Example #2: The $10,000 tax penalty
After retiring, a former President of a local bank decided to prepare his own using an online tax software. Until he retired he had always used a professional tax preparer. He received a letter from the IRS, a year later, indicating that he owed more than $10,000 in additional tax, interest, and penalty on the self-prepared return. He called his former tax preparer and asked for help. After reviewing the letter and the tax return, the preparer discovered that the taxpayer failed to report the sale of several stocks. For this reason, the IRS sent a letter stating the taxpayer owed additional taxes on the entire amount of the stock sales. The professional preparer amended the return to include the income from the stock sales. The professional preparer also reported the cost of the stocks, which reduced the net profit of the stock sales and resulted in a loss instead of a gain. The IRS had not included the cost of the stock in their calculation. As a result the taxpayer was actually due an additional refund, instead of owing additional tax.
Example #3: All these things are deductible?
A police officer has prepared his tax return online, using a popular tax software for more than 10-years. After a conversation with a fellow officer, he realized he may not be including all of the deductions he could claim as business expenses on his tax returns. He decided to go to a professional tax preparer to have his return prepared. During the interview process with the taxpayer, the tax preparer discovered that the officer had failed to claim deductions for the following since he joined the police force:
- Batteries for flashlights and radios
- Uniform cleaning
- Weapon cleaning kit
- Leather gloves
- Latex gloves
- Ink pens
- Spray paint
- Razor knife and replacement blades
- Knife/bolt cutters
The above items were supplied by the taxpayer and never reimbursed. When the preparer started asking about these items the taxpayer was surprised that he could deduct such items. Since all of these items are used in performing his job and are either required to protect him, individuals he may encounter or needed to perform his job, they are deductible. The additional deductions resulted in a larger refund for the taxpayer. In addition, the tax preparer amended the last 3 years of returns to include the items, which had not been previously deducted. The net total of the additional refunds, for the 3 years of amended returns, was significant.

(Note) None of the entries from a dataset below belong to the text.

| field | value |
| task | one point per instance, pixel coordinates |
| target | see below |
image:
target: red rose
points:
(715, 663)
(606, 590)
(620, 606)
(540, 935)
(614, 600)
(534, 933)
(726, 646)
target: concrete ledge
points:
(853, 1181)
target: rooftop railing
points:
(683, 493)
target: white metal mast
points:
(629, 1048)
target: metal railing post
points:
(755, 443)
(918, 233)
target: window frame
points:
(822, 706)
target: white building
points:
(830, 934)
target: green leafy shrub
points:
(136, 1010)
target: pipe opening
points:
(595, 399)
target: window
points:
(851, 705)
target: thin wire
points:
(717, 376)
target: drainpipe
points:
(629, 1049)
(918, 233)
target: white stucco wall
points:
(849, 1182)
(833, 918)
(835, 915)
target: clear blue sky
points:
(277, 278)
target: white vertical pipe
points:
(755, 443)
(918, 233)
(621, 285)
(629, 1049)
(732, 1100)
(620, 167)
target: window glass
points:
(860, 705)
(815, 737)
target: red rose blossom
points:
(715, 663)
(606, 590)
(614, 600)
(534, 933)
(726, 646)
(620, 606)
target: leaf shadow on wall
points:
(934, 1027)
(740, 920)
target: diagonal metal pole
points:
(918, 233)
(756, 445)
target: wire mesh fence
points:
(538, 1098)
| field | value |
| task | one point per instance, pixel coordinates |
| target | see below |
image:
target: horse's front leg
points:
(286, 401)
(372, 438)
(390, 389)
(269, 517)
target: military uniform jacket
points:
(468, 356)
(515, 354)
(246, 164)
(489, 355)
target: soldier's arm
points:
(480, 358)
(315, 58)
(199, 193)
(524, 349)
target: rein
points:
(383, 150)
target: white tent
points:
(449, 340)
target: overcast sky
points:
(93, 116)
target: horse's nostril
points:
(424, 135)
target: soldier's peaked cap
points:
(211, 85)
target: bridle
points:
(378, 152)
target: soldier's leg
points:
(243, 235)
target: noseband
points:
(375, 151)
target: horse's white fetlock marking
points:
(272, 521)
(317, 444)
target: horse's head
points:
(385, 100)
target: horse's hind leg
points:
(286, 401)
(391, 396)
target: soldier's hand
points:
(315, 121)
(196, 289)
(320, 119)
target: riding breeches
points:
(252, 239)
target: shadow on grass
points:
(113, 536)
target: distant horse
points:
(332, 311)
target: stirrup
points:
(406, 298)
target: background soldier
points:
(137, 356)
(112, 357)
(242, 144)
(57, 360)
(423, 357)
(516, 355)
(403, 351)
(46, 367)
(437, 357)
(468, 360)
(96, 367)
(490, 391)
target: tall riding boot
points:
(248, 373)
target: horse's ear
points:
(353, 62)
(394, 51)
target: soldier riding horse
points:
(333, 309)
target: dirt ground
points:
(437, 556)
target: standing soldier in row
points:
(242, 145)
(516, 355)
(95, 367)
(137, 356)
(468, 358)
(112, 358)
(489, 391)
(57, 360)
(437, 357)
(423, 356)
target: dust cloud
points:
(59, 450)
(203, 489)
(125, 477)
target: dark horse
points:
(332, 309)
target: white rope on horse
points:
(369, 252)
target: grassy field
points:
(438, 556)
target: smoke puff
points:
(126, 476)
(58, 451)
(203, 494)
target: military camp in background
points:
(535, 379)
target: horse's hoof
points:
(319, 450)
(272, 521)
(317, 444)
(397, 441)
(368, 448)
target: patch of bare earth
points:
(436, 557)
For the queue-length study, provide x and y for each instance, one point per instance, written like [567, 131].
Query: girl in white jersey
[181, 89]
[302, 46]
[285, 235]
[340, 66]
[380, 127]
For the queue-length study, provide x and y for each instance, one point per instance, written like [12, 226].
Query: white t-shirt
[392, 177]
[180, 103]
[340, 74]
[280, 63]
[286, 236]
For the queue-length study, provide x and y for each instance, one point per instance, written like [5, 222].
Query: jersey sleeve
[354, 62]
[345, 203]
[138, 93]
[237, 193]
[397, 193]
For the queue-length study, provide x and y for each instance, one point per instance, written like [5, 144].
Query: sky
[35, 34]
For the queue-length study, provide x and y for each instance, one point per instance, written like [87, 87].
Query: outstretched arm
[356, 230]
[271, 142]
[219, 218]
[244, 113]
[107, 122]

While you may be reluctant to pay a professional tax preparer to prepare your taxes, you should consider these factors:
- The time it will take to prepare your return – a professional preparer can prepare your return in a fraction of the time it would take you to prepare on your own.
- The cost of the software – while the cost is minimal as compared to a paid preparer’s fees; if you placed a value on the time it takes to prepare your own return, you would find that the cost of hiring a tax professional is a far more beneficial option.
- Communication – while a tax software can be intuitive, there is no substitute for human interaction. A one-on-one discussion, with a tax professional, often leads to the preparer uncovering deductions, credits or adjustments, for which the taxpayer is eligible to claim or deduct, thus lowering your tax liability.
- Knowledge – while tax software can be intuitive, a true tax professional has invested a great deal of time and money in continuing their education. They know how to research issues, interpret tax law, where to find answers and how to document their findings to protect their clients and obtain the lowest legitimate tax possible.
- Peace of mind – a tax professional or tax firm offers a second review, by another preparer, of all returns prepared in their office, an accuracy guarantee, year-round service, and audit assistance in case of an audit or assistance with correspondence received from the IRS.